I have evidence to the contrary.

fyplinux
March 18th, 2008, 09:21 PM
Could you post some of this "holy" code?

the code base are now boo big to be posted, so I cannot show any holy.

Basically, It's a part of network connection via socket, both PF_UNIX and PF_INET are used.


If your program is multithreaded, you can rest assured that the bug didn't disappear magically, it's still lying around...


BTW: Gods don't bother with C programs...
http://imgs.xkcd.com/comics/lisp.jpg

It is not multi-threaded.

I am worrying about that it will appear again, So I keep on running the program, god told me, it would never appear again.

LaRoza
March 18th, 2008, 09:24 PM
the code base are now boo big to be posted, so I cannot show any holy.

It's a part of network connection via the local socket.

Could it be a network issue?

fyplinux
March 18th, 2008, 09:30 PM
When I was finding and fixing the bug, the local socket is used Only.

LaRoza
March 18th, 2008, 09:33 PM
I am worrying about that it will appear again, So I keep on running the program, god told me, it would never appear again.

I would be most worried if it doesn't appear again. Randomness is evil (although MS gets away with it...)

fyplinux
March 18th, 2008, 09:42 PM
Do you know have any good experience on debugging C? or some good tutorial on debugging?

I began to program in C about 3 months ago, and I have written more than 10000 lines of code including comments till now.

I debug (from high priority to low priority):
by guessing where the problem could be,
by putting lots of print(),
by using gdb,
by using valgrind, whose output message is too verbose in my opinion.

jespdj
March 18th, 2008, 09:54 PM
God proofs your code while you sleep. Its a little known fact.
Really? I thought the little GNOME in my computer fixes all the problems while I'm not looking. :lolflag:

Wybiral
March 18th, 2008, 11:42 PM
I debug (from high priority to low priority):
by guessing where the problem could be,
by putting lots of print(),
by using gdb,
by using valgrind, whose output message is too verbose in my opinion.

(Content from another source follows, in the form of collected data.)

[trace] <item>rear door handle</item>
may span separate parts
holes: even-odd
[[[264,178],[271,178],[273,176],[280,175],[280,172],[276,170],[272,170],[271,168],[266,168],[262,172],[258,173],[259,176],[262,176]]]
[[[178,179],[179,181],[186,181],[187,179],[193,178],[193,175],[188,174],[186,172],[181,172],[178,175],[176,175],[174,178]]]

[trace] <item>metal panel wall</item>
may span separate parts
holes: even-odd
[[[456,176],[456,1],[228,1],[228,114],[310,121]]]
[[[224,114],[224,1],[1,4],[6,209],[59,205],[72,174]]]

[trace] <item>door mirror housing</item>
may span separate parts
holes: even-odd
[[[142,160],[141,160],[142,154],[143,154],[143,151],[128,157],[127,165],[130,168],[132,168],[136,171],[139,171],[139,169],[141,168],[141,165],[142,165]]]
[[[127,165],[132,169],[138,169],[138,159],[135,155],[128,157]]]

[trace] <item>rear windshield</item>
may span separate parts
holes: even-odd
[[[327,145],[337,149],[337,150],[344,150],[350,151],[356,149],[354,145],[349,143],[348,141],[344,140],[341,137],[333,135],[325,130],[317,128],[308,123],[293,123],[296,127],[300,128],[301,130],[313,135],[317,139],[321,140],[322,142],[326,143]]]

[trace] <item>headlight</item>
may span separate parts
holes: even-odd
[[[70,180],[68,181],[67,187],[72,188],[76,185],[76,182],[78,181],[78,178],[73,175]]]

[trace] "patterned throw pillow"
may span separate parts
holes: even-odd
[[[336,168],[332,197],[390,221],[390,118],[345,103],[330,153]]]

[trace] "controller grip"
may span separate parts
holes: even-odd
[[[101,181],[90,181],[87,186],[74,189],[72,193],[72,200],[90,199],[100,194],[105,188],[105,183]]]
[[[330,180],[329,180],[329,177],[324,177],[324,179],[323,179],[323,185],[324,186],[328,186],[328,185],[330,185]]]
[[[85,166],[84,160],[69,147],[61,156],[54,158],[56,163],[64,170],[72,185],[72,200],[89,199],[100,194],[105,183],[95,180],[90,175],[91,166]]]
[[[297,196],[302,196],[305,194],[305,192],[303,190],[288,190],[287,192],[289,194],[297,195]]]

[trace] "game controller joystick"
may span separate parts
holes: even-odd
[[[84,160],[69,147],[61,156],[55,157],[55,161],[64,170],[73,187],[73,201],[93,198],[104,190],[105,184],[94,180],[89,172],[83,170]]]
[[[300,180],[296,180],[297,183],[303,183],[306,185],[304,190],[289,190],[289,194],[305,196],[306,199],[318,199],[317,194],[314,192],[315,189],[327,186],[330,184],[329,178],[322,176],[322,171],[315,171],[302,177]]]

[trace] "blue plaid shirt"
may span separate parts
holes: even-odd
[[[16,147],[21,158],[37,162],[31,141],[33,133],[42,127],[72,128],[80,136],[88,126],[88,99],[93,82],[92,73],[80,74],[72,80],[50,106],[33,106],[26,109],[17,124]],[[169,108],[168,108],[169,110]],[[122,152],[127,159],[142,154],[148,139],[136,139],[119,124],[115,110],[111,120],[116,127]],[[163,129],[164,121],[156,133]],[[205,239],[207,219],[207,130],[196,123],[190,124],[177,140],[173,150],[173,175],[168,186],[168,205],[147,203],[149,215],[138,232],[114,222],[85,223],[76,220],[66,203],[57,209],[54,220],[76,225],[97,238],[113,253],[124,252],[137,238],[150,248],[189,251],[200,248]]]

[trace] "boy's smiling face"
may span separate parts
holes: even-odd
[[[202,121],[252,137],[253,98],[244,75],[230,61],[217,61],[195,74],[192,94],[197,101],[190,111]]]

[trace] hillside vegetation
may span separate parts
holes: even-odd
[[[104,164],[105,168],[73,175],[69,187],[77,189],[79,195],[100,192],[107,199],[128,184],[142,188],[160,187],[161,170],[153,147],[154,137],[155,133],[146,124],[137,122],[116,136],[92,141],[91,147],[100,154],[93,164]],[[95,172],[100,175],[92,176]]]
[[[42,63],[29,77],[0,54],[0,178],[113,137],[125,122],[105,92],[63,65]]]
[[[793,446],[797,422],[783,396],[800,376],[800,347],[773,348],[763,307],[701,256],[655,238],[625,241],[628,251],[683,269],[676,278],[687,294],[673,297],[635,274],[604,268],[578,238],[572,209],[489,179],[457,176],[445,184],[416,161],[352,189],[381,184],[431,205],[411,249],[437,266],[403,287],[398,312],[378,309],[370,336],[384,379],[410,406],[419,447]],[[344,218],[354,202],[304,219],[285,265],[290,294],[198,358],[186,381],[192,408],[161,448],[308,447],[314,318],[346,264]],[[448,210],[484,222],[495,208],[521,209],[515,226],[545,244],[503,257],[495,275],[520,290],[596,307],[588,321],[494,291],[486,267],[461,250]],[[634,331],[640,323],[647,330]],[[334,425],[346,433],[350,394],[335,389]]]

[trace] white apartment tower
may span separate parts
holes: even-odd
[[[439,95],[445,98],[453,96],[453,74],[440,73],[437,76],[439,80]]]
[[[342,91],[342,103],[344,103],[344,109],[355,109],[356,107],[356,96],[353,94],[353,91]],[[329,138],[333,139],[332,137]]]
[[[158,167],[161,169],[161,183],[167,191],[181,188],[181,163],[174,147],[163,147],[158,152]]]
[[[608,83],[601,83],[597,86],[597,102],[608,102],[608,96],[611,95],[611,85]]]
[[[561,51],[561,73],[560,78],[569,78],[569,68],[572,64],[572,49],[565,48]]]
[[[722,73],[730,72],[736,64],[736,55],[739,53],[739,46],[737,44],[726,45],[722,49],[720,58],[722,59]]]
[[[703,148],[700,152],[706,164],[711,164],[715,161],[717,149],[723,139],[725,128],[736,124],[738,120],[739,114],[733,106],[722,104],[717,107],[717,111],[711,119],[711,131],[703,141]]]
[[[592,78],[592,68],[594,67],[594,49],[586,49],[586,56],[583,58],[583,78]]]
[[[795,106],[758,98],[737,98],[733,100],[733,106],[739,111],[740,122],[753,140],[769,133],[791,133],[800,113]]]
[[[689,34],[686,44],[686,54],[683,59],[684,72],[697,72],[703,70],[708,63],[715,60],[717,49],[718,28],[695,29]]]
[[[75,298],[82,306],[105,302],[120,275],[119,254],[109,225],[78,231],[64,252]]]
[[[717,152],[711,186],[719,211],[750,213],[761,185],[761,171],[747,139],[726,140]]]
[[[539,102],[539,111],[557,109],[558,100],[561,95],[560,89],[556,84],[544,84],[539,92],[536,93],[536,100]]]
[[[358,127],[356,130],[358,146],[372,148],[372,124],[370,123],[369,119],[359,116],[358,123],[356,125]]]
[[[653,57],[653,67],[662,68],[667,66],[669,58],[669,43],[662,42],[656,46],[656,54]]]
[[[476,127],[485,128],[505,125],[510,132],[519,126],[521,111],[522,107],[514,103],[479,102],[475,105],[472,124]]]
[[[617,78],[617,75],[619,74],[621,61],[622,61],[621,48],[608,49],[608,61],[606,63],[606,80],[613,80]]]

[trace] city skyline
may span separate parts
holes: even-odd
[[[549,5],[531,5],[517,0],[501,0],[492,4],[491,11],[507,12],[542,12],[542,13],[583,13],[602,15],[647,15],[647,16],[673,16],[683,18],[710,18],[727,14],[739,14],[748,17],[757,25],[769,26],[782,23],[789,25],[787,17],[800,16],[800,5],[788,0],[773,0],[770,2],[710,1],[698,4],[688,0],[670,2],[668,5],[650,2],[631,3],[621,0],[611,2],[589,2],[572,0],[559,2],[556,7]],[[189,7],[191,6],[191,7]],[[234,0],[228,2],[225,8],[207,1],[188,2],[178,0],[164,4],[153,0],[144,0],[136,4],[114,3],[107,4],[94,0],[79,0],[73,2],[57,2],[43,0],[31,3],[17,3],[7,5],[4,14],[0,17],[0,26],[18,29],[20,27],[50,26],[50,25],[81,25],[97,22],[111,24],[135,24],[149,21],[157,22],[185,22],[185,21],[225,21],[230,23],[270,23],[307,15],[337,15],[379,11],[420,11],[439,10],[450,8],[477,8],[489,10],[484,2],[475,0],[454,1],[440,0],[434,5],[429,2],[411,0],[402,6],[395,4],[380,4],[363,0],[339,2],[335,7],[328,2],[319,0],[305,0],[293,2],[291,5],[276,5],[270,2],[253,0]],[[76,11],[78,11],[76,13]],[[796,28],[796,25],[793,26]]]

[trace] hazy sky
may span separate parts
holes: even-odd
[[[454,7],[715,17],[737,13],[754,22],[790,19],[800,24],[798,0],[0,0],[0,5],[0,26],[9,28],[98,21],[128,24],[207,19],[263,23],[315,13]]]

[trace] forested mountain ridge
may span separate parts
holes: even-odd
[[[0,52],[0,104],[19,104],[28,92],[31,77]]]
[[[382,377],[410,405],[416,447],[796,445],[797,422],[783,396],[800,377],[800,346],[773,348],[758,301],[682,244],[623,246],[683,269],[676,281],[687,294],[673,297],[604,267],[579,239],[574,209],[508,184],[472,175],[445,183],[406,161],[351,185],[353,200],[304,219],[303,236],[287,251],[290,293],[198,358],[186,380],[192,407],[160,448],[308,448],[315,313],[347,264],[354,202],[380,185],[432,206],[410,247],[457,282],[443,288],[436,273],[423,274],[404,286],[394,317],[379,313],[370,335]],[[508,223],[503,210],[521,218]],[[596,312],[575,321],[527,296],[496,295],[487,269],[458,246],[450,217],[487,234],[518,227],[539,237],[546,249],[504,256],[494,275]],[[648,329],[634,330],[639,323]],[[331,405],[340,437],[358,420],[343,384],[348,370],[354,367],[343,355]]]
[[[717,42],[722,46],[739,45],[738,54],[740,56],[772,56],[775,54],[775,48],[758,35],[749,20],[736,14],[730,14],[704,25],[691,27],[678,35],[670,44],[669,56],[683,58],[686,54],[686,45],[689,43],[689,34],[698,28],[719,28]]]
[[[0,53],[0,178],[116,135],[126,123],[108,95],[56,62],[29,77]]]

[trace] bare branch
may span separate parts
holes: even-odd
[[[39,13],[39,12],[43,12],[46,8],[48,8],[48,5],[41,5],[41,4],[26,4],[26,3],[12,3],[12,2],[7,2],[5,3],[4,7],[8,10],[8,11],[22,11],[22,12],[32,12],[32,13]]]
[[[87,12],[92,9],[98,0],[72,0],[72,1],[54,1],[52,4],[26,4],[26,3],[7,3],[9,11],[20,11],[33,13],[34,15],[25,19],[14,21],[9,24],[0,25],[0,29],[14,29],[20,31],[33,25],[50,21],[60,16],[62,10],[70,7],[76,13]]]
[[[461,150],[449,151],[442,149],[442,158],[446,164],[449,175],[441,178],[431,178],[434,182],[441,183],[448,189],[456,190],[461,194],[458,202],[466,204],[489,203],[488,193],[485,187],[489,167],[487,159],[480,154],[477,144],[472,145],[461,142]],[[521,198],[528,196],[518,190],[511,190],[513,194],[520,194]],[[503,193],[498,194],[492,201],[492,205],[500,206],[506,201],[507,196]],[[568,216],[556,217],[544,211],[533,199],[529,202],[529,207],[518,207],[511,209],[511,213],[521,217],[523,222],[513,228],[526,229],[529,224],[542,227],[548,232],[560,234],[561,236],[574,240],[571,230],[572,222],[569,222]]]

valgrind should not be at the bottom of that list. It's one of my favorite tools when debugging C code. If you don't post your program, we can't try to figure it out.

This is why unit testing is so important... Don't wait for those bugs to show up when your program is too big to handle, test every module thoroughly, individually.

ruy_lopez
March 19th, 2008, 12:00 AM
C is mysterious. Sometimes, when testing, you do something screwy with pointers, and weird things happen. I experienced the same the other week, doing sockets programming. A buffer worked when an unrelated, redundant statement was included. It stopped working when I removed the statement. After a reboot, neither worked, because I was doing something screwy. It shouldn't have worked in the first place.

I'm experiencing this quite a lot.

EDIT: Most of these problems disappear when I use malloc, and pass pointers, instead of passing pointers to declared storage.